Nouveau concept émergeant, l’économie responsable s’inscrit probablement dans la continuité du concept de consommation responsable, l’économie responsable tend à vouloir responsabiliser l’ensemble des opérateurs économiques aux enjeux découlant du développement durable. Dans un contexte de crises non seulement économique mais également sociale et environnementale, l’économie responsable propose d’intégrer des critères d’évaluation de l’impact économique, social et environnementale dans les entreprises. Entre démarches qualités, Responsabilité Sociale des Entreprises (RSE) et autres normes iso, il s’agit de travailler sur des formes de réglementation où de contrôle, fortement imprégnées des démarches construites dans le champs de la consommation responsable ( cahiers des charges du Bio, labels du commerce équitable., normes éco-construction…). Cette démarche qui s’appuie sur le pouvoir de choisir du consommateur, évolue entre logique d’évaluation de l’utilité sociale, transmissions de méthodes et de savoirs de l’ESS, et techniques de Greenwashing [2]. Pour illustrer les risques liés à cette approche, qui peut facilement tomber dans une logique de communiquant, je voudrais juste rappeler qu’aujourd’hui plus de 80 % des produits vendus sous le label Commerce équitable sont distribués par les marques de la grande distribution dans les supermarchés.
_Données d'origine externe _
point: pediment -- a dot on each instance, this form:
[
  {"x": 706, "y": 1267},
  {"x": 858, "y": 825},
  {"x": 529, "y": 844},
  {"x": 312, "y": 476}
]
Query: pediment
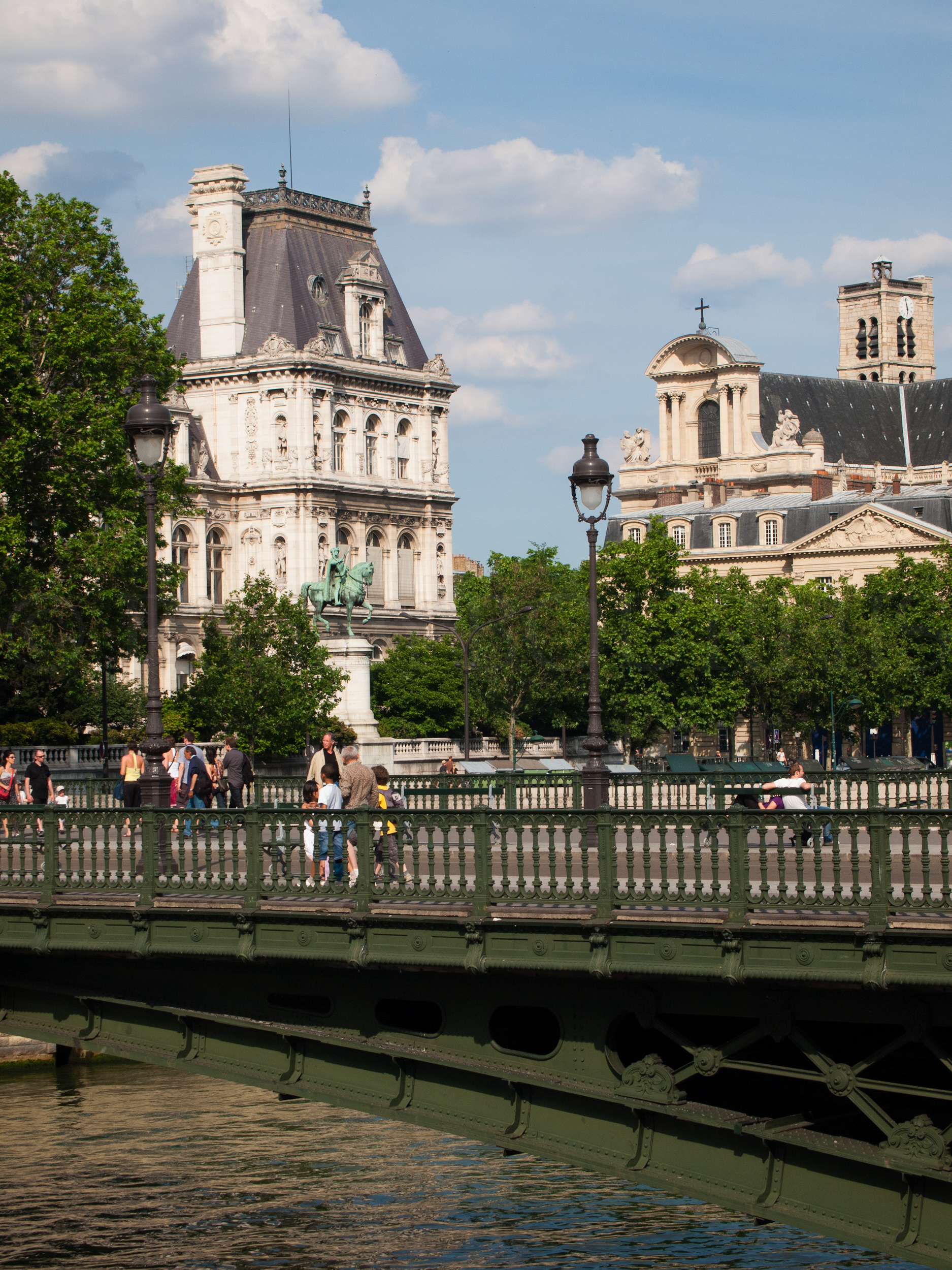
[{"x": 871, "y": 527}]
Que reste-t-il des critères à l’origine du concept ? On est revenu sur le mode de détermination du juste prix entre le producteur et l’importateur pour le réduire à un pourcentage de bonus par rapport au prix du marché. Il n’y a plus de traçabilité du produit ni de transparence sur la formation du prix de vente pour le consommateur. Au final seul le produit est « équitable », aucune information sur le reste de la filière. Que dire de l’évolution des réglementations en matière de produits biologiques. Confronter à la capacité de récupération du système capitaliste nous devons faire attention à ne pas nous enfermer dans de nouvelles formes de consumérisme. Au delà de ces démarches marketing, se mettent en place de nouvelles méthodes d’évaluation de l’utilité sociale que nos initiatives produisent, basées sur des logiques d’évaluation participative, à partir de contrat d’objectifs partagées et inscrites dans des démarches progrès, elles renforcent la contractualisation entre producteurs et consommateurs autour d’enjeux partagés.
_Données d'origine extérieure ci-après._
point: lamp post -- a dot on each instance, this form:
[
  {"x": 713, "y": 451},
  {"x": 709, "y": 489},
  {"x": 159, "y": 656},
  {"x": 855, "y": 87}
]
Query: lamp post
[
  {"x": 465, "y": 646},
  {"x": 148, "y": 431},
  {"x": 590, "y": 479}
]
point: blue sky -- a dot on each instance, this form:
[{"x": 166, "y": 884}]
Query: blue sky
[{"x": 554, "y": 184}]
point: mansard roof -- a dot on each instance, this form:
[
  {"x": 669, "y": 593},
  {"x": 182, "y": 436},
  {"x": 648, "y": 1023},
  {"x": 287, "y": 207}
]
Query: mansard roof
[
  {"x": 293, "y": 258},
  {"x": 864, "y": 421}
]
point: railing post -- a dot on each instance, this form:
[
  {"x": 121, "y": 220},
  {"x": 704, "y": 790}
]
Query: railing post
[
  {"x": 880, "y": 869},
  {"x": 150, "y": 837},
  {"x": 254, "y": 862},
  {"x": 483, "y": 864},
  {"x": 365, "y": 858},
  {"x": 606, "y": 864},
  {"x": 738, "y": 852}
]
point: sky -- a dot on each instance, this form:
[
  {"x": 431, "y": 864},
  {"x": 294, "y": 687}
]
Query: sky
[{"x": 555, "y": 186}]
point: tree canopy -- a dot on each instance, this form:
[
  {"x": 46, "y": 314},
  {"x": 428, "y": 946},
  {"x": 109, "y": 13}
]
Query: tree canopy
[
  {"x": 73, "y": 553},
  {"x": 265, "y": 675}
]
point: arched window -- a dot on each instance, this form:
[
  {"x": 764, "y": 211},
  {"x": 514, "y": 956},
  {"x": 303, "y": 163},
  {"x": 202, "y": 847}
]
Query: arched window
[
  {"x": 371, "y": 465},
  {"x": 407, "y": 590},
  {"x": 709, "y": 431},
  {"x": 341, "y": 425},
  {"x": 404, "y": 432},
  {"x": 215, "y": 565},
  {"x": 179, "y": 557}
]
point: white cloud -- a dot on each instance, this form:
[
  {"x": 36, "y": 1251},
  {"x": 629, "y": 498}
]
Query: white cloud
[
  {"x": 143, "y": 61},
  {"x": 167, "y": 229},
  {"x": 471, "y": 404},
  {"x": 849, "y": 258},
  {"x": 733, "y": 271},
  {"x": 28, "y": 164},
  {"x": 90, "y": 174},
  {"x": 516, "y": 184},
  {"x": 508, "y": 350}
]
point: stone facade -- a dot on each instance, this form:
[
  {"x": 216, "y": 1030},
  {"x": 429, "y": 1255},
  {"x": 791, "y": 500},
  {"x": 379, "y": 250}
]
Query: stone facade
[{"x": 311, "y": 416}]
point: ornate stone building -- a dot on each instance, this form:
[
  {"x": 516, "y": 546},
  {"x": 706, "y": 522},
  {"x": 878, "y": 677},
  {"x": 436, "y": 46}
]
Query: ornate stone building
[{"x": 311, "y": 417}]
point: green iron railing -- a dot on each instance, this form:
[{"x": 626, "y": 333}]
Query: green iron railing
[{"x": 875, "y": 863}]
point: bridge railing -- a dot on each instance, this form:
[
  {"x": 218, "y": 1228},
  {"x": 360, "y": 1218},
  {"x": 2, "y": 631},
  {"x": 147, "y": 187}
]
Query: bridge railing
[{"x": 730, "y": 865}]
Il me semble que la liste des amalgames autour de la notion d’ESS est loin d’être tari, mais en guise de conclusion, j’invite tous ceux qui souhaitent défendre l’ESS, à faire attention à ce qu’ils mettent sous ce terme. Les état généraux de l’ESS doivent d’abord être les états généraux de ceux qui portent les valeurs de l’ESS et les mettent en pratiques (solidarité, autonomie, équité, partage, réciprocité, participation…). Pour les autres si des alliances ou des partenariats sont possibles, ils passeront nécessairement par une clarification de ce que nous souhaitons défendre et développer ensemble. Dans tous les cas nous n’accepterons pas les tentatives de récupération.

Colloque “Trente années de monnaies sociales et complémentaires – et après ?”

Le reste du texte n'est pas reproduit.